Le projet de loi de « vigilance sanitaire », voté par l'Assemblée nationale, va durcir encore plus les peines maximales d'emprisonnement en cas d'utilisation ou de fabrication d'un faux pass sanitaire.

Utiliser un pass sanitaire frauduleux va être encore plus risqué en France.

Le terme de pass sanitaire est désormais rentré dans le langage courant, tant il est demandé à l’entrée d’un grand nombre de lieux accueillant du public. Le précieux QR Code peut faire des envieux, et des trafics de faux pass s’organisent malheureusement depuis des mois, partout dans le monde. L’Assurance maladie recevrait chaque jour entre 6 et 10 signalements par jour de pass frauduleux depuis la fin du mois d’août, rien qu’en France, selon le Parisien.

Pour lutter encore plus durement contre cette fraude à grande échelle, un projet de loi du gouvernement dit de « vigilance sanitaire » va entériner l’augmentation de la peine maximale, de 3 à 5 ans pour les utilisateurs et utilisatrices qui commettent ces abus. Ce projet vient d’être voté par l’Assemblée nationale le 5 novembre 2021.

On peut lire dans ce nouveau texte que «  le faux commis (…) est puni de cinq ans d’emprisonnement et de 75 000 euros d’amende. L’usage, la procuration ou la proposition de procuration du faux mentionné au présent alinéa est puni des mêmes peines. »

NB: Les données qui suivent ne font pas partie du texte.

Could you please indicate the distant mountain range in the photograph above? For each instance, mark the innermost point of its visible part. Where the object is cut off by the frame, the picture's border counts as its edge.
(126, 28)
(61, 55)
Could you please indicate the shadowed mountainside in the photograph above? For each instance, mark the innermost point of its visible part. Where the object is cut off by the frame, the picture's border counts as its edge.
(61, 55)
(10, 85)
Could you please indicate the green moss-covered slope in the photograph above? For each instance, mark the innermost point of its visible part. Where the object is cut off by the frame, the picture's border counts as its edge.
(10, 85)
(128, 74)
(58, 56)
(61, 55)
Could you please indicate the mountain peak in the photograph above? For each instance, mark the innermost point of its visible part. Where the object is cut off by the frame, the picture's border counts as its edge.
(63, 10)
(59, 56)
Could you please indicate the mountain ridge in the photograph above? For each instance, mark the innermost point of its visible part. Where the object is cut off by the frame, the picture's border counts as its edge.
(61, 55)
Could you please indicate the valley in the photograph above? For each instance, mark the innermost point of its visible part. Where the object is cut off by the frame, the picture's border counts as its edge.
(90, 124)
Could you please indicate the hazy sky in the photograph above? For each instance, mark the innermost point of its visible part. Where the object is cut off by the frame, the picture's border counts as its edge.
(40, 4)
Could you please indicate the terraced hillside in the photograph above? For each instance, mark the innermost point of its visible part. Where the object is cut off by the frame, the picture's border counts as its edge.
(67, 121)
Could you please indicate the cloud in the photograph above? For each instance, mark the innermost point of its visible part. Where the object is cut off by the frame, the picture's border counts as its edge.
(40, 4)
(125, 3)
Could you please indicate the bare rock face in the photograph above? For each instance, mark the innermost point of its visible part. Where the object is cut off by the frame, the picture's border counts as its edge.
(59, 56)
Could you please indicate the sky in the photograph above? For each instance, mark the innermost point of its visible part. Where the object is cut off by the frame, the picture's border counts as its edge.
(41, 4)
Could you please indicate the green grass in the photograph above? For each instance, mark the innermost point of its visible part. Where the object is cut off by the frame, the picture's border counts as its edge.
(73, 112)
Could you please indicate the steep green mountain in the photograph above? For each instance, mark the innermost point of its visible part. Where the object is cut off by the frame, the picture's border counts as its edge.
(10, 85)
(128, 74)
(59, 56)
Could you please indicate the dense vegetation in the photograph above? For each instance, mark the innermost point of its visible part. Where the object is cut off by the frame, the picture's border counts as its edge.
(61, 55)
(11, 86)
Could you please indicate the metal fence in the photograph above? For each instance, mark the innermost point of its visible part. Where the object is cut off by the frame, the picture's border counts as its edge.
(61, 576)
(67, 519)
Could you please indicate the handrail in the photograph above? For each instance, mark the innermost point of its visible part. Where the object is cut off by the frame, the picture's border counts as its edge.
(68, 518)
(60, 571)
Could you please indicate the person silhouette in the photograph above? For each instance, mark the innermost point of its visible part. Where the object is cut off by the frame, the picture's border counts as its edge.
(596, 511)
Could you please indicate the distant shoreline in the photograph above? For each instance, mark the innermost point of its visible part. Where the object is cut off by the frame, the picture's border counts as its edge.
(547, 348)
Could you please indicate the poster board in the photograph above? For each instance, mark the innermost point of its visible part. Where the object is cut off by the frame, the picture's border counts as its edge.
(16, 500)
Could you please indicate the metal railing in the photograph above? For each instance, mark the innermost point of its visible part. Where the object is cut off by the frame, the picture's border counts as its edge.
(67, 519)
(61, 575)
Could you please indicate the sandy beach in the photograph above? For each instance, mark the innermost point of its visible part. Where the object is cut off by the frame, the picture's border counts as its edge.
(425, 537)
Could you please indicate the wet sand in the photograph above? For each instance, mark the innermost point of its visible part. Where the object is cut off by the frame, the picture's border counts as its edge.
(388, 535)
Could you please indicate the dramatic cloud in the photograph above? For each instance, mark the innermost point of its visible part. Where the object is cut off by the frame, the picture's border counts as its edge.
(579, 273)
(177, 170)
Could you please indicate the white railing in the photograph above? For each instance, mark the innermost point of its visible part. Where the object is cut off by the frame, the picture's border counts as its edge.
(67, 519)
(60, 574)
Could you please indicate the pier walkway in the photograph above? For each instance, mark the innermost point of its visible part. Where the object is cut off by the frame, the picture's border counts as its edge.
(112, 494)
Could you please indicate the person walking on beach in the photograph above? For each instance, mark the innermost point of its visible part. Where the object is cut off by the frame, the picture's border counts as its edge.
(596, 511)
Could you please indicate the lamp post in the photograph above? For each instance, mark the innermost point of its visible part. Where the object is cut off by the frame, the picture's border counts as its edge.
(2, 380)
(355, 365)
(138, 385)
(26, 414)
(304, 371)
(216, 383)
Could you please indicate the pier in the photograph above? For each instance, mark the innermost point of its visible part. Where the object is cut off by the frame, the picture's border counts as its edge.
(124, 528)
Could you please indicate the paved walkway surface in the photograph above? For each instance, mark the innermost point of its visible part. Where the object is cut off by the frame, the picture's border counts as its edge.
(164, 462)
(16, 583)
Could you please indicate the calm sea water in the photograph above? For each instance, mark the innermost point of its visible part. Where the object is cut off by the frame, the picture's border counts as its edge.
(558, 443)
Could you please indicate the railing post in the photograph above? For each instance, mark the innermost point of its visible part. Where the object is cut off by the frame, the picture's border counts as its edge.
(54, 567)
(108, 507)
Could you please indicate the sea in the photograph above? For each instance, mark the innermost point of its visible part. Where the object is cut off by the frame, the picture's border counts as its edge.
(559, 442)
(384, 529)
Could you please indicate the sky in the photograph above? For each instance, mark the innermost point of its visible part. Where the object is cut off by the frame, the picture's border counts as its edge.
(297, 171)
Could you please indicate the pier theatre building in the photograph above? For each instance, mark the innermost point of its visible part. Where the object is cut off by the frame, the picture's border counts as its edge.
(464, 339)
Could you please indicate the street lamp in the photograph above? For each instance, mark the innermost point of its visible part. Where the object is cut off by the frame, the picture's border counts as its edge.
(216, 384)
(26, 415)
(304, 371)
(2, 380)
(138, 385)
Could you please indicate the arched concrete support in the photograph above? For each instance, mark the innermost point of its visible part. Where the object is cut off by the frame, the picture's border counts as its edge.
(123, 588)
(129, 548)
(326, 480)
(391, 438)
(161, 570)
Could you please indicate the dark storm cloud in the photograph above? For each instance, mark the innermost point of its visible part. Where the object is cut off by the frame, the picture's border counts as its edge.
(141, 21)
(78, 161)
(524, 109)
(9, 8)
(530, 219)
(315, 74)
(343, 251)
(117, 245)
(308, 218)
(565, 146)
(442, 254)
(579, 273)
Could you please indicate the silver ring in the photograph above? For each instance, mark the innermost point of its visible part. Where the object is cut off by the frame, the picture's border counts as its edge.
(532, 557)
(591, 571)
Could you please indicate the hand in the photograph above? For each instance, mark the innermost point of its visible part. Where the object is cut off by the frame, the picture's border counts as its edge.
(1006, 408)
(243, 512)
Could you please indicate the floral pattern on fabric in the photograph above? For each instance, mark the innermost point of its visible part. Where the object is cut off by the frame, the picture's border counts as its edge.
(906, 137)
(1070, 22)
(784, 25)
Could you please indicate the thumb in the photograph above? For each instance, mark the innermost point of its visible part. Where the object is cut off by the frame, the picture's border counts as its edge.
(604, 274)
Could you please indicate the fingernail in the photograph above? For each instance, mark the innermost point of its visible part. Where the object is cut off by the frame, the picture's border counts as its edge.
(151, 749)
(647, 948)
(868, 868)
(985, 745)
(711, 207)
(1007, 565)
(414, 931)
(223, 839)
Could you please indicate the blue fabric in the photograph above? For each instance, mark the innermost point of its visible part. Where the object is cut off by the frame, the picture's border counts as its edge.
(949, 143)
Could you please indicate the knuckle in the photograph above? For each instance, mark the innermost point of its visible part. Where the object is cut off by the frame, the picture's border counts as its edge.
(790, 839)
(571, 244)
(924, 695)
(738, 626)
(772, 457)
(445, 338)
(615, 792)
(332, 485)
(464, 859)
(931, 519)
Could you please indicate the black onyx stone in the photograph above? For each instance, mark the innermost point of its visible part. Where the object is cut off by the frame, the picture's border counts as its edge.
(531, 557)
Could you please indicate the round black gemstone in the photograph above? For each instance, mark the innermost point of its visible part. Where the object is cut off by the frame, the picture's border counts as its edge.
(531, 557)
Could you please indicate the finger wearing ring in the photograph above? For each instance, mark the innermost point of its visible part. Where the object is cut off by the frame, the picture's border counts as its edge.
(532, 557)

Jusqu’ici, la loi prévoyait 3 ans de prison et 45 000 euros d’amende pour faux ou usage de faux. Ce ne sont que les faussaires qui risquaient 5 ans d’emprisonnement et 75 000 euros d’amende. Désormais, tout le monde sera mis sur le même pied d’égalité : ce sera la peine la plus haute, pour tout le monde.

Des personnes à table dans un restaurant, comme dans le monde d’avant // Source : pxhere

Il n’empêche que certaines sanctions pourraient être difficiles à appliquer lorsqu’il s’agit d’une fraude au test covid négatif. Comme le montrait France Info, il faudrait que les forces de l’ordre effectuent des vérifications auprès du laboratoire qui est mentionné sur le document pour savoir si l’individu contrôlé a effectivement bien fait un test, et qu’il est négatif.

Des dizaines de milliers de fraudeurs et fraudeuses

Les fraudes les plus courantes viennent de certains membres du personnel soignant, qui sont celles et ceux qui ont accès le plus facilement au logiciel de fabrication des pass sanitaires. 270 employés étaient  soupçonnés, fin septembre, de s’être lancés dans ce trafic, qui aurait bénéficié à au moins 36 000 Françaises et Français.

Récemment, un autre scandale a failli éclater concernant les QR Code des pass sanitaires : comme nous l’avions révélé fin octobre, un site officiel de la Macédoine qui permettait de créer des pass sanitaires authentiques avait été rendu consultable et utilisable en libre accès, à quiconque avait le lien. Il avait été possible, comme Numerama l’avait vérifié, de créer des faux pass sanitaires considérés comme « valides » par les applications de vérification. Heureusement, la clé qui posait problème avait été révoquée, et les pass générés identifiés comme invalides.

Le pass sanitaire est un document qui peut se présenter sous plusieurs formes : un certificat de vaccination en règle, un test covid négatif ou un certificat de rétablissement.